Chill Your Wine in John Steinbeck’s Silver Bucket
And Other Memorabilia from the Man's Estate
John Steinbeck, who won both a Pulitzer Prize (in 1940 for The Grapes of Wrath) and the Nobel Prize in Literature in 1962, died 51 years ago, and yet he is still making news. Last month, the Los Angeles Times reported that legal squabbling over his literary estate had finally come to an end after years of lawsuits and appeals. On the heels of that—though apparently unrelated—40 items owned by the author and his third wife, Elaine, are being offered in an online auction closing later this month, having collected dust in an Upper East Side storage unit since her death in 2003. Steinbeck fans can bid on a range of personal keepsakes, from a unique writing journal to an engraved wine bucket.
THE WARM-UP JOURNAL
“From 1946 to 1947, this was the journal that he would actually write in before he would sit down and try to write a book,” said Elyse Luray of Heritage Auctions of the aptly named “Warm Up Journal” valued at $20,000-plus. Steinbeck himself said it was “one of those interminable notebooks that serves no purpose but to warm me up and sometimes to cool me down.” In it he logged his writing goals, as well as his perceived failures. About one-third full, the lined notebook was very much like a diary, said Luray, full of Steinbeck’s raw emotions. “There’s really nothing like it from a contemporary writer, especially during this time period … It’s really unique.”
BUST BY RUBE GOLDBERG
Call it a bust, but it’s really just Steinbeck’s head and neck, as depicted in bronze by Rube Goldberg. (Yes, the zany cartoonist turned to sculpture late in life.) Standing 11.5” atop a marble base, the statue does a decent job of conjuring up the author’s craggy, goateed face. For a bid upwards of $500, it might perfectly complement a home library or perhaps a nautical-themed man cave—Steinbeck loved sailing, and he certainly looked the part.
Steinbeck came from old California stock. This green suede photo album contains eight black-and-white photographs of the author’s parents, John Ernst Steinbeck (1862-1935) and Olive Steinbeck (1867-1934), and other members of the family standing in front of a ranch, presumably near the family’s hometown of Salinas. It seems like the kind of thing that would be deemed priceless, yet it appears likely to sell for less than $1,000.

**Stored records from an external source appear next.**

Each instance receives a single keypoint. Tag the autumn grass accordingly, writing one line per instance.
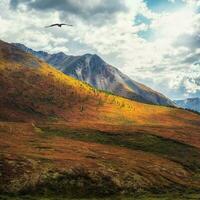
(184, 154)
(169, 196)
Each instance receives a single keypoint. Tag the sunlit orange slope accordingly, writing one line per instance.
(33, 90)
(62, 135)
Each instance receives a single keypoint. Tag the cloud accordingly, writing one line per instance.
(95, 11)
(160, 49)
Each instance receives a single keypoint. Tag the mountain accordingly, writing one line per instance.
(59, 135)
(190, 103)
(96, 72)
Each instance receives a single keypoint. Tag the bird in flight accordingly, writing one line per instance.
(59, 25)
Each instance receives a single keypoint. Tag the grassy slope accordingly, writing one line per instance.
(69, 135)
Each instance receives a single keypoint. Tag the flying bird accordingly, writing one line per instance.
(59, 25)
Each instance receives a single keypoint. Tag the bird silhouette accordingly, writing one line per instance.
(59, 25)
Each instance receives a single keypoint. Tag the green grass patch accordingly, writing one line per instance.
(184, 154)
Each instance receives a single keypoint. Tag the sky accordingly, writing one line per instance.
(155, 42)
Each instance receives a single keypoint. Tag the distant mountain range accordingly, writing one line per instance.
(190, 103)
(96, 72)
(59, 135)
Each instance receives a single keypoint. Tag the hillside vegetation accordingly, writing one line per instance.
(59, 135)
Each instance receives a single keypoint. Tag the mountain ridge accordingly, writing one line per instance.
(93, 70)
(189, 103)
(59, 135)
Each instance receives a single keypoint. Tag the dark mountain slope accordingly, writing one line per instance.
(96, 72)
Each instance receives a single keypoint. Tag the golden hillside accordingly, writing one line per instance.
(55, 128)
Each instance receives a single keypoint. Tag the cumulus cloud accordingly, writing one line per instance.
(160, 49)
(96, 11)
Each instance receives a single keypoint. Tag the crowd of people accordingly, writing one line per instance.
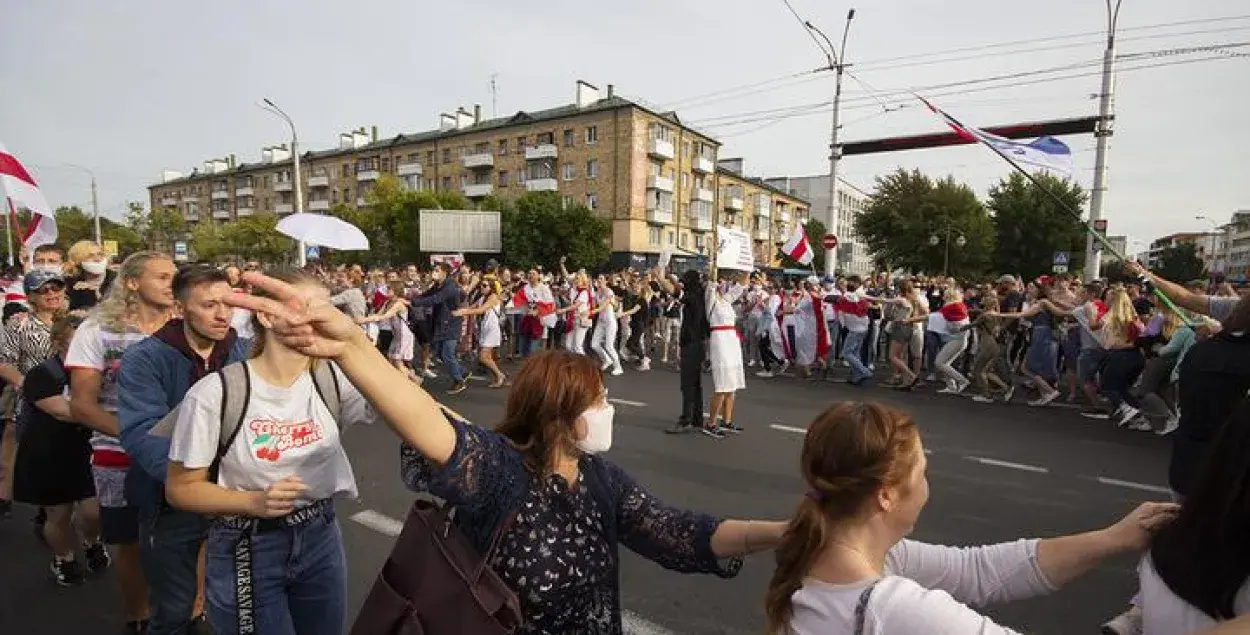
(156, 413)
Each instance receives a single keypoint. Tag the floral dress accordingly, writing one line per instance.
(558, 556)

LETTER FROM JACKIE KENNEDY
There are more than a few Kennedy-related items in this sale, mostly correspondence between Jackie Kennedy and John Steinbeck, revealing their close relationship. In this six-page handwritten letter, penned just five months after her husband’s assassination, Jackie provides biographical details about JFK. As Luray explained, Jackie hoped Steinbeck would agree to write the slain president’s official biography. It never happened. This letter is expected to top $2,500 at auction. Bidding on another, less weighty letter written from 1963, in which Jackie thanks Steinbeck for sending a signed copy of his novella, The Red Pony, and tells him how much the story meant to her as a child, opened at $400 and is already on the rise.
FROM THE NOBEL ARCHIVE
An archive of ephemera related to Steinbeck’s Nobel Prize, including news clippings, letters, invitations, and event programs, is collectible mainly because it was Steinbeck’s own collection, said Luray. Currently bidding has it in the low three figures—a bargain. Two copies of his signed Nobel speech are also on offer, each in the $1,000-range.

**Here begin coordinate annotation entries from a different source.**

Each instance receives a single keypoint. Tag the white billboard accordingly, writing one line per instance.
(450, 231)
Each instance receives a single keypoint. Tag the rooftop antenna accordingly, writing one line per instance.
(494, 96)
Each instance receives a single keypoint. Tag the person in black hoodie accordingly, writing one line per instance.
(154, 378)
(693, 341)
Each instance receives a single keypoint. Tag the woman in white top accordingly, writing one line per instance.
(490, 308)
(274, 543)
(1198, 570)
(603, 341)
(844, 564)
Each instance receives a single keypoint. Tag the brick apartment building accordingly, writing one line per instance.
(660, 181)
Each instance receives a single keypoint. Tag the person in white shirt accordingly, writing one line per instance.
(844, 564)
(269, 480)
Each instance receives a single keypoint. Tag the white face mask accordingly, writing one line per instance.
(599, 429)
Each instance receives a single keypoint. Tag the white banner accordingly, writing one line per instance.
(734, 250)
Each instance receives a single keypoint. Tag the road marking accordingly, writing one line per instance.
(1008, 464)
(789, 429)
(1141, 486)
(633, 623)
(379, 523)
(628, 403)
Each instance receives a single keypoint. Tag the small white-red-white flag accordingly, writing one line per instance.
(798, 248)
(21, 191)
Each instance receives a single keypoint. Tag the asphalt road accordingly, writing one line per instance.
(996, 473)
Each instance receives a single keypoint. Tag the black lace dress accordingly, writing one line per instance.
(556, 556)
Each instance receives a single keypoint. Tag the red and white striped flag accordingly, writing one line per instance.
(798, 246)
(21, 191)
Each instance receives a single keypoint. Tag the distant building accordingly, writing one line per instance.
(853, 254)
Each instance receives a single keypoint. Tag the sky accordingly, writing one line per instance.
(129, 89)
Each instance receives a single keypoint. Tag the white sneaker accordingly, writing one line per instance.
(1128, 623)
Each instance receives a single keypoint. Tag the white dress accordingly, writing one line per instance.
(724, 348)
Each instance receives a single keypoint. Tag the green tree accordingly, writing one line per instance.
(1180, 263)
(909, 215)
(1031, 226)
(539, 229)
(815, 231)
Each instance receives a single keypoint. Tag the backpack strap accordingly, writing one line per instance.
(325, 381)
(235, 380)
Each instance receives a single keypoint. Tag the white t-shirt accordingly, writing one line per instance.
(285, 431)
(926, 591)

FOLIO OF TORTILLA FLAT TYPESCRIPT
The strictly book-related lots in this sale are outliers, but here’s one: a typescript of Steinbeck’s 1935 novel, Tortilla Flat. The 200-plus pages are loose in a green cardstock folio that identifies the author, title, and agent on its cover. According to the auction house, the penciled annotations seen throughout the typescript are “printing instructions by the publisher.” A serious Steinbeck collector can snap this up for about $5,000.
THE GRAPES OF WRATH DUST JACKET
The Grapes of Wrath is perhaps Steinbeck’s best known work, and the dust jacket illustration by Elmer Hader portraying the Joads making their way West is pretty recognizable, too. What you see here is just that dust jacket, sans book, for an estimated $1,000. What gives? Well, it was the printer’s proof of the jacket for the 1939 first edition, and, on top of that, it was Steinbeck’s. Luray said it can take some explaining, but she was bowled over by it. “I took it to show my kids!” she added.
SILVER-PLATED WINE COOLER
Speaking of grapes, among the Steinbecks’ possessions were a few wine-related knickknacks. This silver-plated wine cooler engraved with their names and the date of their wedding, December 28, 1950, is perhaps the most intimate. There’s also a mini collection of four tastevins and a group of crystal and glass decanters. All are inexpensive, giving Steinbeck enthusiasts an opportunity to get up close and personal with an author routinely ranked among America’s best.